キリスト教にはそういうとこはないですね。
あるクリスチャンの方に真顔で「羽田さんは反キリストなんですか?」と聞かれたことがあります。
随分詰め寄って聞かれたと思ったらこれって後で意味を聞いたらおどろいた。
ほとんど神に敵対するサタンの側なのかという意味らしいね。
私は別に反キリストではないかもしれないけど「非キリスト」であることは確かですね。イエス様自体はさほどきらいじゃないけどね。
まあ、ありていに言えば逆にキリスト教の布教の過程でに弾圧されて消えていった様々な部族神たちの方が私にははるかに自分に近い存在に思えます。

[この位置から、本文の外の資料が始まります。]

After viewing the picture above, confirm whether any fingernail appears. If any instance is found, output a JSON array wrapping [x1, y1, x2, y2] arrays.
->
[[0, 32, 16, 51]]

こういう神々って皆、しまいには悪魔ということにされたそうだから、そういう意味では悪魔の側に立っているといえばそうですね。
あえて否定しません。
話を戻しますが、この映画のラストには感心しました、音楽はなくて鳥の鳴き声や虫の声。波や風や雷などの自然の声。これこそ日本でいう神の声なんでしょう。
きっとそういうつもりで監督は音源を使っている。
彼はキリシタン弾圧そのものより日本人というものをかたりたかったのかも。
日本の神観念では神は決して超自然ではなく自然即神ですから。